[Training] Onnxruntime OnDevice training : onnxruntime::training::api::Module::Module [ONNXRuntimeError] : 9 : NOT_IMPLEMENTED : Could not find an implementation for Shape(19) node with name '/bert/Shape_1' #19351

Leaner23 · 2024-01-31T11:06:01Z

Describe the issue

I am building the sentiment analysis model using Bert for the on-device training. I am getting the below error message while loading the generated artifacts of the model:-

RuntimeError Traceback (most recent call last)
Input In [5], in <cell line: 9>()
5 from onnxruntime.capi import _pybind_state as C
7 checkpoint_state = orttraining.CheckpointState.load_checkpoint(
8 r'artifacts\checkpoint')
----> 9 model = orttraining.Module(
10 r"artifacts\training_model.onnx",
11 checkpoint_state,
12 r"artifacts\eval_model.onnx",
13 )
14 optimizer = orttraining.Optimizer(
15 r"artifacts\optimizer.onnx", model
16 )

File ~\AppData\Roaming\Python\Python39\site-packages\onnxruntime\training\api\module.py:54, in Module.init(self, train_model_uri, state, eval_model_uri, device)
47 device_id = 0 if len(options) < 2 else int(options[1])
49 self._device = C.OrtDevice(
50 get_ort_device_type(self._device_type, device_id),
51 C.OrtDevice.default_memory(),
52 device_id,
53 )
---> 54 self._model = C.Module(
55 os.fspath(train_model_uri),
56 state._state,
57 os.fspath(eval_model_uri) if eval_model_uri is not None else None,
58 self._device,
59 )
60 self._state = state

RuntimeError: C:\a_work\1\s\orttraining\orttraining\training_api\module.cc:175 onnxruntime::training::api::Module::Module [ONNXRuntimeError] : 9 : NOT_IMPLEMENTED : Could not find an implementation for Shape(19) node with name '/bert/Shape_1'

To reproduce

Artifacts generation code:-
requires_grad = '''bert.pooler.dense.weight
bert.pooler.dense.bias
linear.weight
linear.bias
linear2.weight
linear2.bias
linear3.weight
linear3.bias'''.split()

frozen_params = [param.name
for param in onnx_model.graph.initializer
if param.name not in requires_grad]

artifacts.generate_artifacts(
onnx_model,
requires_grad=requires_grad,
frozen_params=frozen_params,
loss=artifacts.LossType.BCEWithLogitsLoss,
optimizer=artifacts.OptimType.AdamW,
artifact_directory="artifacts")
bertmodel.zip

import onnx
from onnxruntime.training import artifacts
import onnxruntime.training.api as orttraining
from onnxruntime import InferenceSession
from onnxruntime.capi import _pybind_state as C

checkpoint_state = orttraining.CheckpointState.load_checkpoint(
r'artifacts\checkpoint')
model = orttraining.Module(
r"artifacts\training_model.onnx",
checkpoint_state,
r"artifacts\eval_model.onnx",
)
optimizer = orttraining.Optimizer(
r"artifacts\optimizer.onnx", model
)
artifacts_training.zip

Urgency

very urgent

ONNX Runtime Installation

Built from Source

ONNX Runtime Version or Commit ID

1.15

PyTorch Version

2.2.0+cpu

Execution Provider

Default CPU

Execution Provider Library Version

No response

xadupre · 2024-01-31T11:15:30Z

This issue should be fixed by #18300 and this will be part of the next release coming soon. The onnx model for the model is created with an opset onnxruntime does not support yet. In the new release, the loss is created with the same opset as the model.

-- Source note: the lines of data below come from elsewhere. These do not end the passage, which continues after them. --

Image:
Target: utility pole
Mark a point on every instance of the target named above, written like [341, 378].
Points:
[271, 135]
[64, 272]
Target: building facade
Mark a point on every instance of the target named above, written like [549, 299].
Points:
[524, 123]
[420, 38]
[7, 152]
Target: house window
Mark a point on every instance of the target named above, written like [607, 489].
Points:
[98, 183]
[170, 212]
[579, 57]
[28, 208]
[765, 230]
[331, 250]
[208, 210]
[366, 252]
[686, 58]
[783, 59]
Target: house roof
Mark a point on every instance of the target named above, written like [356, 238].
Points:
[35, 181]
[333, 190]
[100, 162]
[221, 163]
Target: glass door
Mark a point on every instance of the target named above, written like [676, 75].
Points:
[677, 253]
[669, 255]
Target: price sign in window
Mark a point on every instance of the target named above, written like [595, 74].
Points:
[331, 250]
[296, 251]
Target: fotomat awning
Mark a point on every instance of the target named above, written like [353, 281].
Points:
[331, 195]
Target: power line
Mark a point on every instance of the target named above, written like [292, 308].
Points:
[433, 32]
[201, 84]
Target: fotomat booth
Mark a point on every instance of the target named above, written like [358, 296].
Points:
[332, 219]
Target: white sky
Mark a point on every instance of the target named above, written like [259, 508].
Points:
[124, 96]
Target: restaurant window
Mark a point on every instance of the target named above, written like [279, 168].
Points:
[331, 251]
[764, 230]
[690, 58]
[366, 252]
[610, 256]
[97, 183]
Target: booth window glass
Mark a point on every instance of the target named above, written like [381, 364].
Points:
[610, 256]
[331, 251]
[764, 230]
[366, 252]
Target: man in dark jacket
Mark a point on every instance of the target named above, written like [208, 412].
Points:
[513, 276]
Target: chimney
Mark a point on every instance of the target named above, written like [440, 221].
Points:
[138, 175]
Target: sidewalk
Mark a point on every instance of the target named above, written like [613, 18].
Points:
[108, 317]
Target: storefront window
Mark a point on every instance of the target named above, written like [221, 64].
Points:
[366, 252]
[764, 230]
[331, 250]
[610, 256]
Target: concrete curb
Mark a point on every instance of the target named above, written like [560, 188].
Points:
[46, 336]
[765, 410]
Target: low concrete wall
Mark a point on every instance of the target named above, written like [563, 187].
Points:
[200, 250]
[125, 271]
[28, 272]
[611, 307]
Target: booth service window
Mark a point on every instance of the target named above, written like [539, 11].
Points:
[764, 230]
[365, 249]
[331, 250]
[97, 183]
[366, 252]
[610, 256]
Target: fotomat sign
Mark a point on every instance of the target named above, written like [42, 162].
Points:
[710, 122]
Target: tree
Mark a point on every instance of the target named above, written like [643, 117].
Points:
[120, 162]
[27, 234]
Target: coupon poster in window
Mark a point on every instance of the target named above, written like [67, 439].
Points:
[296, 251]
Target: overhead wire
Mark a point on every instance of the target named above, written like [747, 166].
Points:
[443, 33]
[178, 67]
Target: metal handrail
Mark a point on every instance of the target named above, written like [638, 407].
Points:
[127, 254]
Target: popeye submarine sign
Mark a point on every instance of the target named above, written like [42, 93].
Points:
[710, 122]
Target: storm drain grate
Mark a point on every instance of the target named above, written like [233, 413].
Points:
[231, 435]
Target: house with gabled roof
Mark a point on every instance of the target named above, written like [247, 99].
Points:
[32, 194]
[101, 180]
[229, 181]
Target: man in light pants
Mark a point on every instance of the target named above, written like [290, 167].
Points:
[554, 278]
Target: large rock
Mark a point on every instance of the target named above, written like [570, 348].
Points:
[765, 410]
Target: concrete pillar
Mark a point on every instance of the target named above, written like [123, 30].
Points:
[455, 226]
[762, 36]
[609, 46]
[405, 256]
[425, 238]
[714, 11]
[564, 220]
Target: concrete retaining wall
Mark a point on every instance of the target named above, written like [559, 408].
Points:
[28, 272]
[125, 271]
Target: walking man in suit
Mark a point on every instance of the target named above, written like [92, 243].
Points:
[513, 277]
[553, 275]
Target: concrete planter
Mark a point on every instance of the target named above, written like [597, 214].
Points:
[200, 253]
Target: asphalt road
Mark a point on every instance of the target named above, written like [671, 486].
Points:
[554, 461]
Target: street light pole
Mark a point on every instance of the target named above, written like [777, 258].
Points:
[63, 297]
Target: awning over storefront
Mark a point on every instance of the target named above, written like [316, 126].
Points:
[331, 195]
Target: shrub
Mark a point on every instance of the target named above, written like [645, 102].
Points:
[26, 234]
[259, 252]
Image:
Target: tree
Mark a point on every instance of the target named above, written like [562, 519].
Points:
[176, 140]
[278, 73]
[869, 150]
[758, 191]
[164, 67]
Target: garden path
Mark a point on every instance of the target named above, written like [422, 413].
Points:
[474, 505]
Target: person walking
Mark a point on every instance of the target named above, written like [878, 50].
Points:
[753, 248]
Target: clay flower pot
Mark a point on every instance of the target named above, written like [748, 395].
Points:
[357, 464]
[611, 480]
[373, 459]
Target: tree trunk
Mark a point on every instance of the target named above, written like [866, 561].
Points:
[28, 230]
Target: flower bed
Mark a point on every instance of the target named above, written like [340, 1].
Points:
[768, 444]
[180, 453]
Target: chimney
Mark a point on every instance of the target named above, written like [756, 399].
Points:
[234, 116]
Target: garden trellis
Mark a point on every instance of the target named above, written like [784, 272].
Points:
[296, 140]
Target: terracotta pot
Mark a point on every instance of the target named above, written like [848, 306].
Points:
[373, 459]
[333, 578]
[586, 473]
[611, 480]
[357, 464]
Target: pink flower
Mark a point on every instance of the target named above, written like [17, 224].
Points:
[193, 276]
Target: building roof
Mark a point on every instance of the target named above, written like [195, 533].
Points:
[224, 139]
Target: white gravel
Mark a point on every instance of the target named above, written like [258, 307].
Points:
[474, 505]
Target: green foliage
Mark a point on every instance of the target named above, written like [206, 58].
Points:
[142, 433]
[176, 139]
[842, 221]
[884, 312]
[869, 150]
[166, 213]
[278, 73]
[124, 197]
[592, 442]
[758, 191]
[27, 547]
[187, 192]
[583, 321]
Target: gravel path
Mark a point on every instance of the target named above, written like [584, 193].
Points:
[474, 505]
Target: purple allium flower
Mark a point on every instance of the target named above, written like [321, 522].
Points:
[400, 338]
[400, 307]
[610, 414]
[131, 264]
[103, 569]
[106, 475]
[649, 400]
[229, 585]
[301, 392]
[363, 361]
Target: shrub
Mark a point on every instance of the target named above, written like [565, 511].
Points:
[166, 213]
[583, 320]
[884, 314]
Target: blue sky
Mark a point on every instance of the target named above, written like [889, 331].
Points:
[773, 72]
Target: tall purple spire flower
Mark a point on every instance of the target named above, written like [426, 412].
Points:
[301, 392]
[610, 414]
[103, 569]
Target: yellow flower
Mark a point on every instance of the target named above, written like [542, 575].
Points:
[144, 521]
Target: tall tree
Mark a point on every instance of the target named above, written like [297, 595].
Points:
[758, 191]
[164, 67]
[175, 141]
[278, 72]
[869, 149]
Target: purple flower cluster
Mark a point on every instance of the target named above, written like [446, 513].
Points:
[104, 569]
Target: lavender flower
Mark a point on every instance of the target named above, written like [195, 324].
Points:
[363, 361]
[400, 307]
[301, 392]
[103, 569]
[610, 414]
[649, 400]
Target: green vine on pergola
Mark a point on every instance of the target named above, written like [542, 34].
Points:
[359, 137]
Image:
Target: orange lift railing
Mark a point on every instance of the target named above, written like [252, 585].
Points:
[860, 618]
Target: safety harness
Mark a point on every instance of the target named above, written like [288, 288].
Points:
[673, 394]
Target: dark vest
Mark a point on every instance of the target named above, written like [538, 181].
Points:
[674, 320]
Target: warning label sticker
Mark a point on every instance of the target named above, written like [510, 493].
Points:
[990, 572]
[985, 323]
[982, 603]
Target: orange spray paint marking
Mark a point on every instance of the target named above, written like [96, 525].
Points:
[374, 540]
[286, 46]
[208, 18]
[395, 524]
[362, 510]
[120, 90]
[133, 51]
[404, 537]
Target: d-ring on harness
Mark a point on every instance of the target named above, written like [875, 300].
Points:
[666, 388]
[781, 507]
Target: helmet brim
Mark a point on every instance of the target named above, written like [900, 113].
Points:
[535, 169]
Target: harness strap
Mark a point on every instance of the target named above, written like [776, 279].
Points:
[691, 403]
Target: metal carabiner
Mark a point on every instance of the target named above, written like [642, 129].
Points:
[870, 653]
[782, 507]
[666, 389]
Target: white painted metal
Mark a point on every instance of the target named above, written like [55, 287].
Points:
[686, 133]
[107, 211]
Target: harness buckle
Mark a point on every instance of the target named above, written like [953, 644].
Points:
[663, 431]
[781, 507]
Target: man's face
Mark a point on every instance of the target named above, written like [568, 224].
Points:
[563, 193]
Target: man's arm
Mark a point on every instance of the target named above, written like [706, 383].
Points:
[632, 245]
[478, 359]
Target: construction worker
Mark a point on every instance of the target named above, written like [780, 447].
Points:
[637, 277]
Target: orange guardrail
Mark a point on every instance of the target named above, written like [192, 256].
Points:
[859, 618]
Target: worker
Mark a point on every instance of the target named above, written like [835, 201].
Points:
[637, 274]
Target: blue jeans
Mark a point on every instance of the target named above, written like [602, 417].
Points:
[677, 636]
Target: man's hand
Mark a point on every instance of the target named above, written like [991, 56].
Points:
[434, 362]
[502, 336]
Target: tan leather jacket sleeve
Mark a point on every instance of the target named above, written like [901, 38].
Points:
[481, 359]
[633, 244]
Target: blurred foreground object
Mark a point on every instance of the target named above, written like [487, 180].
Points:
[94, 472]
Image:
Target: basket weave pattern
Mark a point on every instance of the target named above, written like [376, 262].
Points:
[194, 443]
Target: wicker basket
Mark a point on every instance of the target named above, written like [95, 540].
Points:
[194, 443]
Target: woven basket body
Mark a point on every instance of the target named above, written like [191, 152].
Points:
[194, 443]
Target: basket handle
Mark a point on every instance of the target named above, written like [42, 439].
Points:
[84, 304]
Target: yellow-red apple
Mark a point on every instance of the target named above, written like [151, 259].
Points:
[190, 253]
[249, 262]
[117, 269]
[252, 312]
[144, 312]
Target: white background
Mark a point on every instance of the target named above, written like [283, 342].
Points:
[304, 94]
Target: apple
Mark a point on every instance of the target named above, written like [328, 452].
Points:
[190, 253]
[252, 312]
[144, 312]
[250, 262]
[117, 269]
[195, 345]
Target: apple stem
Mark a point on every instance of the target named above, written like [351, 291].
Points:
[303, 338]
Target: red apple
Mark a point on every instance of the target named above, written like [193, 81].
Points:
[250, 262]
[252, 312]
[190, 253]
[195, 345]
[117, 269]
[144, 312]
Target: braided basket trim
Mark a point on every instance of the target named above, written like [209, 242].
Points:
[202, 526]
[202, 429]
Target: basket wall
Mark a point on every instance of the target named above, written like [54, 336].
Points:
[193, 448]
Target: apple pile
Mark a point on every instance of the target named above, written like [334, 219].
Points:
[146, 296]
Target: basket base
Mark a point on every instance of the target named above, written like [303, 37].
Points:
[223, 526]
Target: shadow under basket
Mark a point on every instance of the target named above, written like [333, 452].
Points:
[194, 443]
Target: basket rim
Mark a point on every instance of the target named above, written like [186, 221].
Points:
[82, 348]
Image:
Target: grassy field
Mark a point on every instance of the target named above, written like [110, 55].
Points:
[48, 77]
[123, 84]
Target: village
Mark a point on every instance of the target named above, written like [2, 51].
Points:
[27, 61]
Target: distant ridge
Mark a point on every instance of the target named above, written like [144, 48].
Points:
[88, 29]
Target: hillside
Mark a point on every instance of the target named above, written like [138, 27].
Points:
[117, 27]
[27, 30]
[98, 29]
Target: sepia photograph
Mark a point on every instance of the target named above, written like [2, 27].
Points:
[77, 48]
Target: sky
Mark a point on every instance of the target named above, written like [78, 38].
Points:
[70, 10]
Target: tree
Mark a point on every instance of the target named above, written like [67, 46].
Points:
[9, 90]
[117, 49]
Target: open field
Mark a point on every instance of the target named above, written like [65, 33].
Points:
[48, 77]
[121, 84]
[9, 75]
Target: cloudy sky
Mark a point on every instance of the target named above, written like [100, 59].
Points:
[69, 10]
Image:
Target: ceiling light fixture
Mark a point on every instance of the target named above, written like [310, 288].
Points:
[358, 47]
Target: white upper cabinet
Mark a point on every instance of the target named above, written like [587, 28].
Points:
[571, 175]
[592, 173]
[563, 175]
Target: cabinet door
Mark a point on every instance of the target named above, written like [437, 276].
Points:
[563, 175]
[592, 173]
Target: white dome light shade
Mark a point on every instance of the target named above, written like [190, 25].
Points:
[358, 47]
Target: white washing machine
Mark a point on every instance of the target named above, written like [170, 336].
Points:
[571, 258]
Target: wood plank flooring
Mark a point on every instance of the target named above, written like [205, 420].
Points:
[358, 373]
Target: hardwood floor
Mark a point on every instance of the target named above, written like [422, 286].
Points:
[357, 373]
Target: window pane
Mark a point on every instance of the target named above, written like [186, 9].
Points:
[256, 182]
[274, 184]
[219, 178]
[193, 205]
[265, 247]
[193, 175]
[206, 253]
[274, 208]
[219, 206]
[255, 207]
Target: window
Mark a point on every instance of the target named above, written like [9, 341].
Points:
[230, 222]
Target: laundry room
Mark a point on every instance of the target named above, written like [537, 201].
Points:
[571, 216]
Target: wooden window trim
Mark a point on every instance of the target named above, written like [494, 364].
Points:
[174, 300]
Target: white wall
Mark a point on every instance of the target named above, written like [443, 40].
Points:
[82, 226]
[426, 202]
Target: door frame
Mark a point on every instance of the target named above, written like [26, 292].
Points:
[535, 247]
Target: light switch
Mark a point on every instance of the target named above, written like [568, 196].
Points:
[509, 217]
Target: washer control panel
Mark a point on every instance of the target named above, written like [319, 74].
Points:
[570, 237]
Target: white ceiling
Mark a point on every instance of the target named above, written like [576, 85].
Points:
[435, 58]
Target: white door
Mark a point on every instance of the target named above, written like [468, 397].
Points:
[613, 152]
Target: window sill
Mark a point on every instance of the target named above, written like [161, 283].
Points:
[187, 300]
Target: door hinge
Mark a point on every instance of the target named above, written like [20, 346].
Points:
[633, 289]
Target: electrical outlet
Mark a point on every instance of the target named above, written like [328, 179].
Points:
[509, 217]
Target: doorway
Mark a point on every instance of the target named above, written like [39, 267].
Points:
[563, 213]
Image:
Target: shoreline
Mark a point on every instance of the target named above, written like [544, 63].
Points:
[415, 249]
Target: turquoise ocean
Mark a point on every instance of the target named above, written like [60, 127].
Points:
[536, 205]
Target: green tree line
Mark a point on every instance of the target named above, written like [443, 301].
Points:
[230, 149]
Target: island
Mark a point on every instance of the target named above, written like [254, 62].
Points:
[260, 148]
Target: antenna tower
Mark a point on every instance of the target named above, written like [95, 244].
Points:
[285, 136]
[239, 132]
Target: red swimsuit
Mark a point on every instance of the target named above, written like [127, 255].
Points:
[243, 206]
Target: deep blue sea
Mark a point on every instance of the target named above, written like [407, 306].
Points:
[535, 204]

Leaner23 · 2024-01-31T11:53:32Z

does this mean that the current version does not support Bert model for on-device training? If the answer is no, can you pls share some references related to this?

xadupre · 2024-01-31T12:15:18Z

It does. It should work if you install a less recent version of onnx. onnx.defs.onnx_opset_version() must return a version number supported by your version of onnxruntime.

Leaner23 · 2024-01-31T12:18:59Z

this is returning 20 and the onnx version that I am using is '1.15.0'. Which version of onnx should I use and the opset version?

xadupre · 2024-01-31T12:58:26Z

This table should give you this information: https://onnxruntime.ai/docs/reference/compatibility.html#onnx-opset-support.

Leaner23 · 2024-01-31T16:58:30Z

I tried changing the version but the above solution does not worked. can you pls guide which node/layer should i remove so that the above error gets resolved? These are the nodes/layers that I am using for training :- 'bert.pooler.dense.weight
bert.pooler.dense.bias
linear.weight
linear.bias
linear2.weight
linear2.bias
linear3.weight
linear3.bias

baijumeswani · 2024-01-31T21:13:40Z

@Leaner23 could you try using a newer version of onnxruntime-training-cpu? I tried your code on my end and I don't see any error:

import onnx
from onnxruntime.training import artifacts

onnx_model = onnx.load("artifacts/bertmodel.onnx")

requires_grad = [
    "bert.pooler.dense.weight",
    "bert.pooler.dense.bias",
    "linear.weight",
    "linear.bias",
    "linear2.weight",
    "linear2.bias",
    "linear3.weight",
    "linear3.bias",
]

frozen_params = [
    param.name
    for param in onnx_model.graph.initializer
    if param.name not in requires_grad
]

artifacts.generate_artifacts(
    onnx_model,
    requires_grad=requires_grad,
    frozen_params=frozen_params,
    loss=artifacts.LossType.BCEWithLogitsLoss,
    optimizer=artifacts.OptimType.AdamW,
    artifact_directory="artifacts",
)

import onnxruntime.training.api as orttraining

checkpoint = orttraining.CheckpointState.load_checkpoint("artifacts/checkpoint")
model = orttraining.Module("artifacts/training_model.onnx", checkpoint, "artifacts/eval_model.onnx")

optimize = orttraining.Optimizer("artifacts/optimizer_model.onnx", model)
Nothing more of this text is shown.